Et Barmrhud était tout juste une femme.
Le clan s'était installé aux portes de la ville, coté du soleil, là où les murailles protègent du Fureteux, le vent venu des plaines de neige. Ils avaient monté leurs tentes trois jours auparavant. En trois jours, ils avaient vendu toutes les peaux des kyr trop vieux qu'ils avaient du abattre, toutes les plantes d'azur et toute la laine qu'ils avaient pu tirer de leur bétail. Ils avaient aussi acheté les pots de terre, le lin et quelques lames en acier brillant. Arnulf avait acquis une pierre qui poli le métal et de jolies pierres rouges à monter en collier pour donner des couleurs à la peau blanche de sa fille aimée. Ils devaient repartir dans les plaines, le lendemain, après avoir plié les tentes. Mais Barmrhud avait envie de toutes ces jolies choses, de connaitre les histoires des autres Villes, et de toucher ces peaux mates des voyageurs. Profitant d'un moment d'inattention en début d'après-midi, elle s'était échappée pour se rendre dans le quartier commerçant. Elle avait trainé longtemps devant les étals sans rien toucher que des yeux malgré ses mains qui la démangeaient ; elle commençait à avoir soif. Un jeune homme avait du s'en rendre compte ; il lui tendit un pichet de bière légère. Il était beau et bien bâti, sa voix avait chanté son pays bien mieux que les mots qu'elle ne comprenait qu'à peine, et finalement la douceur de ses lèvres la conquit. Elle n'était pas retournée le soir auprès du feu, au milieu des tentes. Ses parents s'inquiéteraient un peu, mais elle leur donnera de bonnes nouvelles, plus tard. Elle avait un homme pour elle, là.

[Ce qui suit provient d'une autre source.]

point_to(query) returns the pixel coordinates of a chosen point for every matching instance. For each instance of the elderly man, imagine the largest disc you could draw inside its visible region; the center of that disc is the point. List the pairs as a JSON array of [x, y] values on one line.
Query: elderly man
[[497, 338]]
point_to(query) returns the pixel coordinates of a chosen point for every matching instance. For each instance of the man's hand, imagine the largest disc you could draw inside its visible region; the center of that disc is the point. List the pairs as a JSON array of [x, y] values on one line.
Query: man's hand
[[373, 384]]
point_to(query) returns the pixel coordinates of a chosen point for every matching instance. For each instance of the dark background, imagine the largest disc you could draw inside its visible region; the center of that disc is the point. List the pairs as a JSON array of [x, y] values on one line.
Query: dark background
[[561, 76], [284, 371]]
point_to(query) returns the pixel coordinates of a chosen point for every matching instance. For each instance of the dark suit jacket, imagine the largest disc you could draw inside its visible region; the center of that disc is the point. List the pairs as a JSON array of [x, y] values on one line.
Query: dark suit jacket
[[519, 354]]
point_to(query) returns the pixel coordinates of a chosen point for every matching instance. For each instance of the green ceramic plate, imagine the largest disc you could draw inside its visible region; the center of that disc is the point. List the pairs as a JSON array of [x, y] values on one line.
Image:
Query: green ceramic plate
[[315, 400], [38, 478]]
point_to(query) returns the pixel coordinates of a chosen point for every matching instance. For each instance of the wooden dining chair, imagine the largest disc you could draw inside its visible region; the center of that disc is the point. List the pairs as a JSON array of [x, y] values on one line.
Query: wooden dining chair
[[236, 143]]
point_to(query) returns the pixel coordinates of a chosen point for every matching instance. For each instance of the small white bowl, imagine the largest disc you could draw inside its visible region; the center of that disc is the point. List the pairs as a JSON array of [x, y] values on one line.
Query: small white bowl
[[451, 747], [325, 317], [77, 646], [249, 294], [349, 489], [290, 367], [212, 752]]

Ils avaient vécu ensemble deux mois. Et puis un matin il était reparti faire la guerre. Elle n'avait pas pu le retenir ; elle n'avait pas voulu se servir du secret qu'elle portait en elle depuis une lune déjà. Il lui avait laissé son luth et quelques pièces d'or : une richesse dans les plaines, de maigres réserves pour vivre à la Ville. Alors elle s'acheta un âne et la plus grande pièce de poisson salé qu'elle put trouver. En refermant la porte de leur appentis, elle ne laissait derrière elle qu'un lit, une table, une chaise - l'autre lui servirait - et beaucoup de souvenirs.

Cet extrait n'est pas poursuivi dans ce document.